Página inicial » Cartografias analíticas  » Ecossistemas

Ecossistemas

A paisagem costeira de Serra Grande é resultado de uma longa interação entre o mar, o vento, a geologia e os processos ecológicos que moldam essa faixa do litoral sul da Bahia. Cada ecossistema ocupa um lugar específico nesse mosaico, formando uma transição que vai das praias mais jovens até as florestas  sobre o substrato mais antigo do planalto pré‑litorâneo.
As cartografias dividem o distrito em 3 arquivos complementares – Sul, Centro e Norte – no intuito de manter a escala 1:5000.
Mapa Ecossistemas Serra Grande – SUL
Mapa Ecossistemas Serra Grande – CENTRO
Mapa Ecossistemas Serra Grande – NORTE

A praia (PR) marca o primeiro contato com o oceano. É uma faixa de areias constantemente remodelada por ondas e marés, alternando trechos mais inclinados e energéticos com áreas mais amplas e tranquilas. Suas areias são recentes e ricas em vestígios biológicos, refletindo um ambiente dinâmico que se reorganiza após cada ressaca. Já nas áreas mais abrigadas da costa, surgem os manguezais (MG) ecossistemas fundamentais para a vida marinha. Instalam-se sobre solos lodosos e pobres em oxigênio, onde as marés trazem nutrientes e renovam as condições de vida diariamente. São ambientes jovens, formados nos últimos milhares de anos, que atuam como verdadeiros berçários naturais.

Entre as praias e o interior, mas ainda sobre a planície costeira ocorrem os mosaicos de restingas (RH), que representam diferentes fases da sucessão ecológica sobre cordões litorâneos arenosos formados pelo recuo e avanço do mar. Nas áreas mais próximas da praia, dominam as restingas herbáceas, com vegetação baixa que estabiliza as dunas móveis. Em cordões mais antigos e estáveis, surgem moitas e arbustos que formam a restinga arbustiva. Já nos terrenos mais consolidados, desenvolve-se a restinga arbórea um tipo de floresta mais densa, onde epífitas e lianas são comuns. Entretanto, todas as fisionomias de restingas apresentam no intercordões áreas rebaixadas que alagam com frequência. 

Avançando para o interior, chegam as florestas ombrófilas densas (FCE e FCEE), que se instalam sobre os residuais  tabuleiros da Formação Barreiras e nas encostas do planalto.

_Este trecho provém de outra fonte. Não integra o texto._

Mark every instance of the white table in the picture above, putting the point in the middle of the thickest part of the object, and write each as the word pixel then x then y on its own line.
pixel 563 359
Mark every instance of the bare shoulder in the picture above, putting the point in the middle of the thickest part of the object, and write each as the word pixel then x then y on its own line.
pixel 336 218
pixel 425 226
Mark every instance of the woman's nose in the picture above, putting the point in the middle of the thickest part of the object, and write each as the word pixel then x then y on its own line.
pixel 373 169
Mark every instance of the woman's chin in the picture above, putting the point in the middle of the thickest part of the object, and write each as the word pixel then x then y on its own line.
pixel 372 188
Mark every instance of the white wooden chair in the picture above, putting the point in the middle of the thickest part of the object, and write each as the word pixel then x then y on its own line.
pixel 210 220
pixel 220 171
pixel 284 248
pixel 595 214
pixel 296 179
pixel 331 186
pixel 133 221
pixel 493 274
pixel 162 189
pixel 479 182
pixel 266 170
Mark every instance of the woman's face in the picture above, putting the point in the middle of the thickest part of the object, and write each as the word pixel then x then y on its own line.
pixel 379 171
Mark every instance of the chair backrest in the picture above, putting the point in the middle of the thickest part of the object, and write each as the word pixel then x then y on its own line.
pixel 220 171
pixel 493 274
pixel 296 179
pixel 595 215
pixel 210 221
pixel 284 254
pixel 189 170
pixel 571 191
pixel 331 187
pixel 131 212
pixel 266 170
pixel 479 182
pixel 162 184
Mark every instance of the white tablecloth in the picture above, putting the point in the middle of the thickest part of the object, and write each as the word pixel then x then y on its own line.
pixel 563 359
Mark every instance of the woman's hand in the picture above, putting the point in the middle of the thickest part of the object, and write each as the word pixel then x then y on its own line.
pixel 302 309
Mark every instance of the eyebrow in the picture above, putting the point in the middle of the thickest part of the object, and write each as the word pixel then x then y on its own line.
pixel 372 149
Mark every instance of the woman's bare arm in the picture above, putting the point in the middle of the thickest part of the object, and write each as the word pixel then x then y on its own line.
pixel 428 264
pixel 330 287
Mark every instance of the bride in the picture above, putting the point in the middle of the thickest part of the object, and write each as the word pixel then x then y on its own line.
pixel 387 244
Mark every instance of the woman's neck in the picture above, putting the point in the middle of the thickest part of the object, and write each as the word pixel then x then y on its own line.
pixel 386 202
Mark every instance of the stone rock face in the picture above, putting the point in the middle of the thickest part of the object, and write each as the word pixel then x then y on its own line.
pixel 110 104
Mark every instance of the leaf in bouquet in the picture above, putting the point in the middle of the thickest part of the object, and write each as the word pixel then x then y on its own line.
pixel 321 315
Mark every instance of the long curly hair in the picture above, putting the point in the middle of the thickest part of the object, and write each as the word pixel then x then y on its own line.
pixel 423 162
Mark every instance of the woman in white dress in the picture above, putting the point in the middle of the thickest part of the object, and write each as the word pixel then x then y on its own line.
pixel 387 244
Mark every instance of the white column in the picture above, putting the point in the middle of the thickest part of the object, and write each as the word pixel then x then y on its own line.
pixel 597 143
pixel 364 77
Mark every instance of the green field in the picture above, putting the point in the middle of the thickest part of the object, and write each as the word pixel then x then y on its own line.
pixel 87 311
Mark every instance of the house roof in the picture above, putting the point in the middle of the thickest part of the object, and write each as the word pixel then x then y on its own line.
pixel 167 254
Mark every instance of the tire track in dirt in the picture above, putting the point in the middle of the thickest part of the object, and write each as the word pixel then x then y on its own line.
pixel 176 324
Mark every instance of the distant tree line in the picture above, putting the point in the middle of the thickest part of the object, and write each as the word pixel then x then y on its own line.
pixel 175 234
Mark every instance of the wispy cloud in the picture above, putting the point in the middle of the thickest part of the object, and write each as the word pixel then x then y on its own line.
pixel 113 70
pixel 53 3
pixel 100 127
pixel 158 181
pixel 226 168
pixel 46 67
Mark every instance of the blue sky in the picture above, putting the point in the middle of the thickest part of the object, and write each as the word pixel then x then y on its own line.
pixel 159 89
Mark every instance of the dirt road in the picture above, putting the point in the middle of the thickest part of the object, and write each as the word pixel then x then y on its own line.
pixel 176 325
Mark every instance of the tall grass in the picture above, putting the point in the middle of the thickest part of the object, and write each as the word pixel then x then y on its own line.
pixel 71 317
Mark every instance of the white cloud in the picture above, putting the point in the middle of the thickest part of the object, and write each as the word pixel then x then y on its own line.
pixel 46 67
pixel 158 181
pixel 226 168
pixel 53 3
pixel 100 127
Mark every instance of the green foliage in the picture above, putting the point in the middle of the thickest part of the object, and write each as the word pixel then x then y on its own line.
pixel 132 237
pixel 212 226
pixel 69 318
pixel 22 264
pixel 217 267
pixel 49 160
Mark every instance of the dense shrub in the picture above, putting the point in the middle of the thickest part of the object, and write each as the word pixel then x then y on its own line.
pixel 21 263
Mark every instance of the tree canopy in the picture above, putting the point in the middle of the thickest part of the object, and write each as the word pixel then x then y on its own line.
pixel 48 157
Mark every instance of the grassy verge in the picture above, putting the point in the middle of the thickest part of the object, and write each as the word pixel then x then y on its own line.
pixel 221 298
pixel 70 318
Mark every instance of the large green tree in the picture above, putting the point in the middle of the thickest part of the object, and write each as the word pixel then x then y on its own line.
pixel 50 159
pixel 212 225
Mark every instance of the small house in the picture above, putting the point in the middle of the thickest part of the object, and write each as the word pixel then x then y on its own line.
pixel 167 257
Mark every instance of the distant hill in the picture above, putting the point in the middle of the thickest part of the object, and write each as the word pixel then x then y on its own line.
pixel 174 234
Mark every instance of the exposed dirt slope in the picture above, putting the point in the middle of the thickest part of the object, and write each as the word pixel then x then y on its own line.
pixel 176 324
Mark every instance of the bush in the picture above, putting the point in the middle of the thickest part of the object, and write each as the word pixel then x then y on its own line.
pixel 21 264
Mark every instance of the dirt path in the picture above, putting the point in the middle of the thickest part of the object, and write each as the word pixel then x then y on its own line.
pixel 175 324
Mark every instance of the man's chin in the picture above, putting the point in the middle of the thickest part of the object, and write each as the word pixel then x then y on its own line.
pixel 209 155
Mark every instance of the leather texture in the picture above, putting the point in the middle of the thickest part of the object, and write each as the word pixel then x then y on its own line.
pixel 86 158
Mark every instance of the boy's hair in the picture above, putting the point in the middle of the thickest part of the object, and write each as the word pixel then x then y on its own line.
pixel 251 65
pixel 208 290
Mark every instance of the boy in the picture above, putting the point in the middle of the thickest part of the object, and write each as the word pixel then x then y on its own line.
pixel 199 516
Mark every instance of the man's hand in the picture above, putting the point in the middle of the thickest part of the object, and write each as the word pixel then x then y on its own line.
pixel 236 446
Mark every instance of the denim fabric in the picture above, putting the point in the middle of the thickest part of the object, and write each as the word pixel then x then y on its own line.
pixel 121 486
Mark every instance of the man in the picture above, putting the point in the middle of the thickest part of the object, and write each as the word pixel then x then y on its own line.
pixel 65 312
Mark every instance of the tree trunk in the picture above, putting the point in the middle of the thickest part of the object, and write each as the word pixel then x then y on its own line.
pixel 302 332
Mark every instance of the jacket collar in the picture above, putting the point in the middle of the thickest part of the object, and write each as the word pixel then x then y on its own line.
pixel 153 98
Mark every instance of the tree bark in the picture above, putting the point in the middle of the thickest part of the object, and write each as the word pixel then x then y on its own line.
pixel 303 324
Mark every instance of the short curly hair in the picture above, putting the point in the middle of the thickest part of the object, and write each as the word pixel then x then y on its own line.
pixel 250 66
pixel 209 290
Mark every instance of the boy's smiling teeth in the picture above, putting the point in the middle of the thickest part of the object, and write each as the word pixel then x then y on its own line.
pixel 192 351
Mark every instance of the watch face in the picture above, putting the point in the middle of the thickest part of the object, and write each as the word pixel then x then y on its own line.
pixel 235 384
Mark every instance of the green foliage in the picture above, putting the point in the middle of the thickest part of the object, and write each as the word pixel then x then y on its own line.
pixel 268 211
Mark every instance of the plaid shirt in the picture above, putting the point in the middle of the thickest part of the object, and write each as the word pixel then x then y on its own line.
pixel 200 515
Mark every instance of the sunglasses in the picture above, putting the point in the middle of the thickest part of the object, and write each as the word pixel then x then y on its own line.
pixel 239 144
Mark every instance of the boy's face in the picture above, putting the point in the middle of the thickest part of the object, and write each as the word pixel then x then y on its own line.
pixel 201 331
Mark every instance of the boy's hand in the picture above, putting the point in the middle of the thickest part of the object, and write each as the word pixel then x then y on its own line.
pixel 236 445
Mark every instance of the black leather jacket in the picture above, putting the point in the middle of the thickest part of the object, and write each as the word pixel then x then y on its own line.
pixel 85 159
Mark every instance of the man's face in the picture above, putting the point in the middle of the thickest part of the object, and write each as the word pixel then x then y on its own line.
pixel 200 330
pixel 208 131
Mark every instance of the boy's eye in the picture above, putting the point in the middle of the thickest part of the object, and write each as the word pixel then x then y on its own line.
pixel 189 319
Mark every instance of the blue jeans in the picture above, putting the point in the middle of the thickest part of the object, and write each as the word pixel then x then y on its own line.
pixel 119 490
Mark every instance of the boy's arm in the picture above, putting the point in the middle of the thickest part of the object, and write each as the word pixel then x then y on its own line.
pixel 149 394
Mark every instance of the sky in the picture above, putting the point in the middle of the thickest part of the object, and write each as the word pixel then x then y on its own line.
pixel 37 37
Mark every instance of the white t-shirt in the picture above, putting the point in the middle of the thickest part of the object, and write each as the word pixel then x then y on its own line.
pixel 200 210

São ecossistemas muito mais antigos, com solos argilo‑arenosos profundos ou rasos e pedregosos, dependendo da posição na paisagem. Nessas áreas, predominam árvores de grande porte, adaptadas a ventos fortes, salinidade e insolação quando próximas ao mar. Representam o extremo continental do gradiente, ocupando terras acima de +10 metros do nível do mar.

Entre a zona costeira e o planalto, os costões rochosos (CR) formam transições abruptas. São áreas onde o embasamento cristalino aflora, criando paredes e plataformas expostas à força das ondas. A vegetação é baixa, formada por arbustos resistentes e plantas que conseguem crescer em fendas estreitas, sob ventos intensos e salinidade elevada.

Essa combinação de praias, manguezais, restingas, florestas e costões expressa a história geológica e ecológica da costa após o Terciário. Ela resulta da oscilação do nível do mar, do transporte de sedimentos, da ação do vento e da capacidade das plantas de colonizar novos ambientes ao longo do tempo. Hoje, esses ecossistemas funcionam como peças complementares de um sistema altamente sensível: qualquer alteração no uso do solo — como supressão de restingas ou intervenções em estuários — repercute rapidamente em processos de erosão, assoreamento e perda de habitats.

Compreender essas unidades e sua posição na paisagem é essencial para orientar políticas de manejo, conservação e planejamento urbano em Serra Grande, garantindo que o desenvolvimento da região se dê em harmonia com a diversidade ecológica que caracteriza sua costa.